= 2026 Ghana floods =

Major floods in Ghana in 2026

The 2026 Ghana floods took place at the end of June 2026, and affected the capital city of the country, Accra and its surrounding areas such as Kaneshie, Adabraka, Circle, Weija, Adentan, East Legon, Achimota, Spintex, Teshie, and sections around the Kwame Nkrumah Interchange. The Deputy Director-General (Operations) of the Ghana Meteoroligical Agency (GMet), Dr Ignatius Kweku Williams encouraged the public to always check for updates from the agency.

According to the Ghana Interior Minister Mubarak Mohammed Muntaka, the month of June 2026 observed the greatest rainfall of 593.2 millimetres since 1995. The heavy rainfall which lead to this flooding recorded 169.2 millimetres within 24 hours.

The Ghana Meteorological Agency initially alerted residents living in parts of Greater Accra, Central, Ashanti, and Eastern regions about heavy rainfalls between June and early July. They have predicted a total rainfall within this period as 100 and 150 millimetres.

== Causes ==
This flooding was mainly caused by building on waterways and by disposal of waste into drainage systems. The Convention People’s Party (CPP) described this incident as a "self-inflicted" disaster and encouraged the citizens to stay peaceful, alert and avoid flood-prone areas. However, they also advised the Minister of Energy, John Jinapor to disconnect electricity supply to all flood-affected areas.

The 2023 Ghana floods was also caused by heavy rainfall on 7th March 2023.

== Impact ==
According to the National Disaster Management Organization (NADMO) about 3,000 residents in Accra's Odawna area were affected.

In the Western region, more than 24 buildings crumbled in Samreboi-Asankragwa due to the flooding.

As at 30 June 2026, twelve people were confirmed dead as a result of the flooding. The death toll increased to 13 people on the next day. According to the Ghana National Fire Service (GNF), the death toll is likely to increase though they have saved more than 470 people.

The flooding triggered fire at a rubber factory closer to Kwame Nkrumah circle.

== Interventions ==
The Ghanaian President, John Mahama, ordered the deployment of the Ghana Armed Forces and police personnel to support NADMO in their rescue operations in the capital. Subsequently the government of Ghana responded to the challenges of sanitation which is one of the major causes of the recent flooding in the country by cooperating with Zoomlion Ghana Limited to reactivate Achimota-Abofu Transfer Station to revive waste collection services in Greater Accra Metropolitan Area.

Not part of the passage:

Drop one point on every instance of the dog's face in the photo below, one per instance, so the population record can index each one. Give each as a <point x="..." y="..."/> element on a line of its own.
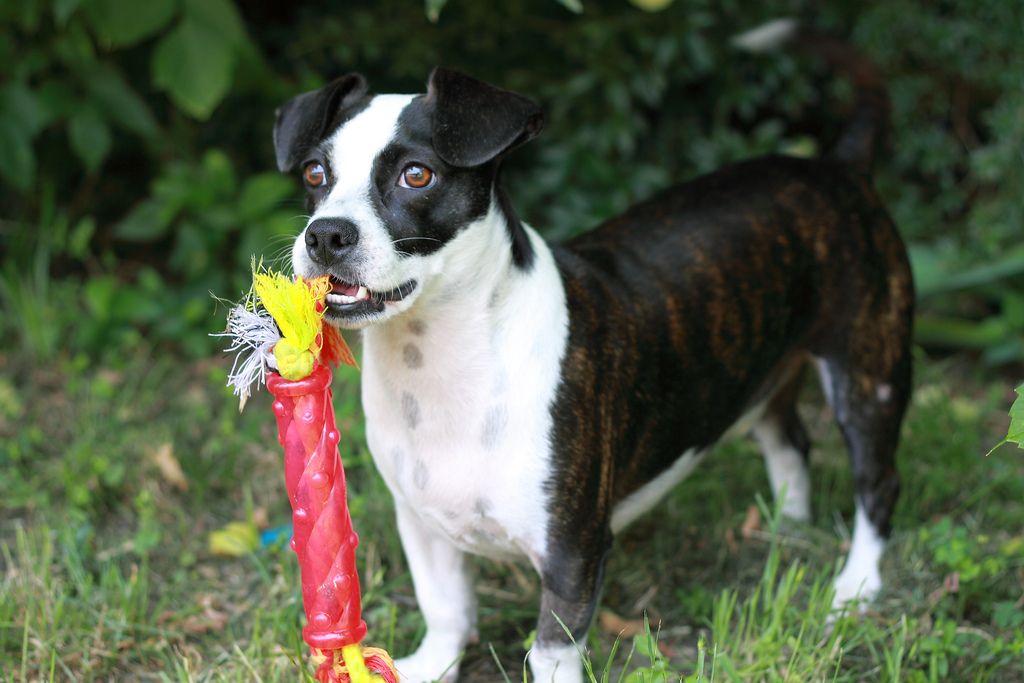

The Minister for Local Government, Chieftaincy and Religious Affairs, Ahmed Ibrahim, made the information known to the public after inspecting the facility.

10th July- 11th was declared as National General Cleaning Days by President John Dramani Mahama to remove debris, desilt drains and disinfect flood-affected markets and public places to minimize risk of disease outbreaks and future flooding.

The finance minister, Dr Cassiel Ato Forson, sent GH¢350 million to NADMO to support the individuals that were affected by the flooding after the instruction of President John Dramani Mahama. The president ordered the release of this amount from the contingency fund.